One of the things that made Prince Of Darkness so enjoyable was its atmosphere, and for The Hollow One, atmosphere is one of the film’s strong points. There’s always something off-putting about a quiet town, which is magnified once you have start introducing the idea of the town suddenly becoming deserted, save for the townsfolk that are there left and acting strange. A strong use of colour and lighting in the cinematography also adds to the atmosphere. Cinematographer Connor Hair makes a strong contrast between the big city and the remote Washington farmland with bright colours used for the former, transitioning to a muted palette for scenes in the latter. It also helps to have some things that are definitely out of place, such as jars of black goo everywhere or trails of blood. The design for The Hollow One, while blatantly CGI, is still interesting and is a different take than what you’d normally expect. A good sound design and an equally-strong score completes the overall effect, and The Hollow One seemingly has the start of something good.
On the topic of the acting, while the performances were, for the most part, acceptable, the script let the actors down in many instances (more on that later). Alden turned in an acceptable performance as Rachel, but fell into the cliched “final girl” role once things got going. Farthing also did what she could with her role as Anna, as did Jesse James in the role of Anna’s boyfriend, Matt. Again, both actors did what was needed, but also fell into the same sort of cliched role as Alden, all of which led to the start of the film’s problems.

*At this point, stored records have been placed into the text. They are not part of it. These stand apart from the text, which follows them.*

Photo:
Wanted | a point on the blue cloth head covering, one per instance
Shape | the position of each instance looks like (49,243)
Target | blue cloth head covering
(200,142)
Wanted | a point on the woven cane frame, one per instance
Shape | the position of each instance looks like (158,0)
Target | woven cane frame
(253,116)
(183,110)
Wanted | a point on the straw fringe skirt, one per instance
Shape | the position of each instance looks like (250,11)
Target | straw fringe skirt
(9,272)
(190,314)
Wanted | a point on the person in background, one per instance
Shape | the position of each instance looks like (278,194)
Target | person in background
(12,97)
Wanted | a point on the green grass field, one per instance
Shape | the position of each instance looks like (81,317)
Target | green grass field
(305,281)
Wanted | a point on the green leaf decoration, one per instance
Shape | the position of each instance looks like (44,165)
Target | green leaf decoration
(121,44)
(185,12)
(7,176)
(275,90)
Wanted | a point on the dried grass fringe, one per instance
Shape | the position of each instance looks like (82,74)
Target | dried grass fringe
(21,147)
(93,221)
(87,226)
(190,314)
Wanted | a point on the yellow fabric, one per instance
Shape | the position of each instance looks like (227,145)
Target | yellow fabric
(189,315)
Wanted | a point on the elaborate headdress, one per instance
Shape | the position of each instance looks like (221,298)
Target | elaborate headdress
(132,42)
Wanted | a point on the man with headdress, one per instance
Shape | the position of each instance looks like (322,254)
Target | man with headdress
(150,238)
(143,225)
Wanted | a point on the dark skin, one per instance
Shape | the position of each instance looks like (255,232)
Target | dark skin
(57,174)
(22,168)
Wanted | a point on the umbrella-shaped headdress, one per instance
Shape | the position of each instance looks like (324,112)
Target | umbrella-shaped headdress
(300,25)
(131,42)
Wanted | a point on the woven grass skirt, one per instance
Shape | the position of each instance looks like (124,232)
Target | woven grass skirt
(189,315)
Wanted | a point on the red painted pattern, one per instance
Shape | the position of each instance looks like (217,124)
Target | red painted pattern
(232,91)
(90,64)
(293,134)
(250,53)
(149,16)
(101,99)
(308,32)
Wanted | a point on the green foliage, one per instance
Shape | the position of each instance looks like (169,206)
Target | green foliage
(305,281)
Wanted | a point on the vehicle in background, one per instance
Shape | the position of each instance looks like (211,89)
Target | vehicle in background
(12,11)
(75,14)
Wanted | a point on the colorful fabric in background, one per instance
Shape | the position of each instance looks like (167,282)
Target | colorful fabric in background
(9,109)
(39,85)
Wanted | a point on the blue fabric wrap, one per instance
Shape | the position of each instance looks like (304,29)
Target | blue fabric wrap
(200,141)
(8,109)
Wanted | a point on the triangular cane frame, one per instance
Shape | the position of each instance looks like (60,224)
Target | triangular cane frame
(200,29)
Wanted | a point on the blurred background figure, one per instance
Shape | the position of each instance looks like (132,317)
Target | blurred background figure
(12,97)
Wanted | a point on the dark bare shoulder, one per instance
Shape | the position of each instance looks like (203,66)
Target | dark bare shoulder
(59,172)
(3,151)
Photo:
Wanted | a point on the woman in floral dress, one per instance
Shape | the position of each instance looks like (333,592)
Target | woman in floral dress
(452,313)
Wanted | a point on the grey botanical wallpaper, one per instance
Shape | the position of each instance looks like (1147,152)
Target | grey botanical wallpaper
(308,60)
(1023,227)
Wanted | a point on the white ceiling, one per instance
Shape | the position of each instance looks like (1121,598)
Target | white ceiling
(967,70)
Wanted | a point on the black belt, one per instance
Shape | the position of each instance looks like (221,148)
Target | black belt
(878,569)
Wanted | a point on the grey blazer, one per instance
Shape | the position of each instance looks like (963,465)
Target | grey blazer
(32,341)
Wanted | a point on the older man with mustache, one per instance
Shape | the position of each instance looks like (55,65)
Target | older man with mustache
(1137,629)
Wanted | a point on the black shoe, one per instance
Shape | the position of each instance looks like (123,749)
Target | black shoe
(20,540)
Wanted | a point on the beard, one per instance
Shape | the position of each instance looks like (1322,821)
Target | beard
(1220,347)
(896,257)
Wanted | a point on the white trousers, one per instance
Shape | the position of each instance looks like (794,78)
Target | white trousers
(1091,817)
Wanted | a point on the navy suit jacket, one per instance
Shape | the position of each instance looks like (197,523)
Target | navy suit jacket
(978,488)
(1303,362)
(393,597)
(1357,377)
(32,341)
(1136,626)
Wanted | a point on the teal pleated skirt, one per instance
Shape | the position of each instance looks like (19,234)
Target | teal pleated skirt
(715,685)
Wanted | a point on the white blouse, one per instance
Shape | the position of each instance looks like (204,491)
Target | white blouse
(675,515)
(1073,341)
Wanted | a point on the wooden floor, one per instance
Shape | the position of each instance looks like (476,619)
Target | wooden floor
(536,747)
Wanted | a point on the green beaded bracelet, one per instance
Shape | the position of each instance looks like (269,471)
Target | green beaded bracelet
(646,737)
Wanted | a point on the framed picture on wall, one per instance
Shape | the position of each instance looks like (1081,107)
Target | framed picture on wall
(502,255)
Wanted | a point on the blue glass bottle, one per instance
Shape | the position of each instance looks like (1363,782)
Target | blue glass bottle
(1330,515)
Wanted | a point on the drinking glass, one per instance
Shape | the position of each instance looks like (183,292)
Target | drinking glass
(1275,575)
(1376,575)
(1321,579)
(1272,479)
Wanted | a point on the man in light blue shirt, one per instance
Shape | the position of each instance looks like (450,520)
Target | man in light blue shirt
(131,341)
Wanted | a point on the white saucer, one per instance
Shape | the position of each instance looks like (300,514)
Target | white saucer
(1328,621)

Despite a great setup, The Hollow One stumbled with falling into familiar territory with many aspects of its characters. While it’s understandable that in some horror films, you have to accept a certain degree of disbelief when it comes to character actions. In The Hollow One, the main characters seemingly ignore some pretty obvious warning signs that things aren’t okay, and instead proceed further. Those jars of black ooze aren’t given much of a second thought. Neither are the townsfolk covered in blood, or the trails of blood. Hell, speaking in demonic voices doesn’t seem to phase these people. Apart from the acting, the film also has a problem with pacing. Again, there’s a limit these days to how slow a film can burn before you really test the patience of the audience, especially when you factor in these characters. The ending, while having an appropriate twist, isn’t as satisfying as it should be, and doesn’t feel like there’s enough resolution in the ending.
Presentation and atmosphere aside, The Hollow One feels just like its name. The characters haven’t been given the attention needed, and instead are given the familiar roles that we’ve seen in many other past films, and whose actions indicate a lack of attention in the writing. This in turn makes the slow pace of the film aggravating to sit through. It’s really unfortunate, since it’s clear that Hendrickson definitely has an eye for how a film should look and feel. However, it’s also yet another case of a director pulling double duty with the writing, and falling short in that department. Had Hendrickson stuck to the directing duties and given the writing job to someone else, The Hollow One possibly wouldn’t feel like it was a case of style over substance.